Alumna Continues Advocacy on Campus for Those with Disabilities
Founder of the student group and organization Diversability, Tiffany Yu (B’10) seeks to expand access for disabled students and celebrate disability culture on campus. Through philanthropy, advocacy and activism, Yu aims to help the university grow initiatives, programs and opportunities at Georgetown.
Making a More Inclusive Institution
Yu was inspired to become more actively engaged in disability advocacy during her senior year after she observed a lack of disability peer groups and resources available to Georgetown students, faculty and staff.

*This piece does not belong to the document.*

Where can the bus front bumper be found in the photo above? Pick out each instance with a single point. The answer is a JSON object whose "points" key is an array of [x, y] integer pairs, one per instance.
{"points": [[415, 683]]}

During her time as a resident assistant, Yu completed a diversity exercise where she and her fellow RAs were asked to assign varying proportions of their paper “pies” to correspond with the significance that each aspect of their identities held to them. While a large portion of her pie was attributed to her disability, Yu noticed that her fellow RA’s pie gave little credence to their ableism or the lack of discrimination that they face by being able-bodied.
“The fact that I can’t use one of my arms is something I think about every single day, so when I saw {this} it was such an ‘aha moment’ for me that wow, if you don’t have a disability, you don’t think about it,” Yu says.
After this experience, she started the student group Diversability, which she later launched as her own company. Today, the alumna is committed to ensuring that disability access and culture continue to grow on campus. In June, the university established the Disability Empowerment Endowment Fund through a generous seed gift from Yu.
“Georgetown is where Diversability first started, it is where I first found the disability community, it is where I shared my disability origin story publicly for the first time and it is where I started to explore what it meant to be disabled and proud,” says Yu. “This fund represents disability empowerment, which to me means access to education for disabled folks, celebrating disability culture, forums to discuss disability identity, growing disability studies and dismantling ableism, together.”
After Yu attended Georgetown, the Program in Disability Studies was established by Libbie Rifkin in 2017. Since then, the program has grown to include over 70 disability studies minors, an MA and PhD certificate and offers over two dozen courses each year.
In the 2020 academic year, the program put on a series of 8 events, including a Disability Studies Research Roundtable, an event with Dr. Liat Ben-Moshe called Decarcerating Disability: Deinstitutionalization and Prison Abolition and a Disability Studies Student Showcase. Recently, Yu sat on the Georgetown University Alumni Panel Life after Georgetown: Disability in the Workplace.
Jennifer Natalya Fink, director of the Program in Disability Studies, says that “Tiffany Yu’s incredible generosity and vision will be transformative for disability culture at Georgetown — and for the entire Georgetown community.”
“Her gift to the Disability Empowerment Endowment Fund is truly empowering, as it allows us to envision a more inclusive and equitable Georgetown for all,” Fink explains. “Yu’s groundbreaking work as a philanthropist, entrepreneur and disability rights advocate embodies the very best of Georgetown’s Jesuit ethos of women and men for others. We couldn’t be more grateful for Tiffany’s leadership, vision and generosity.”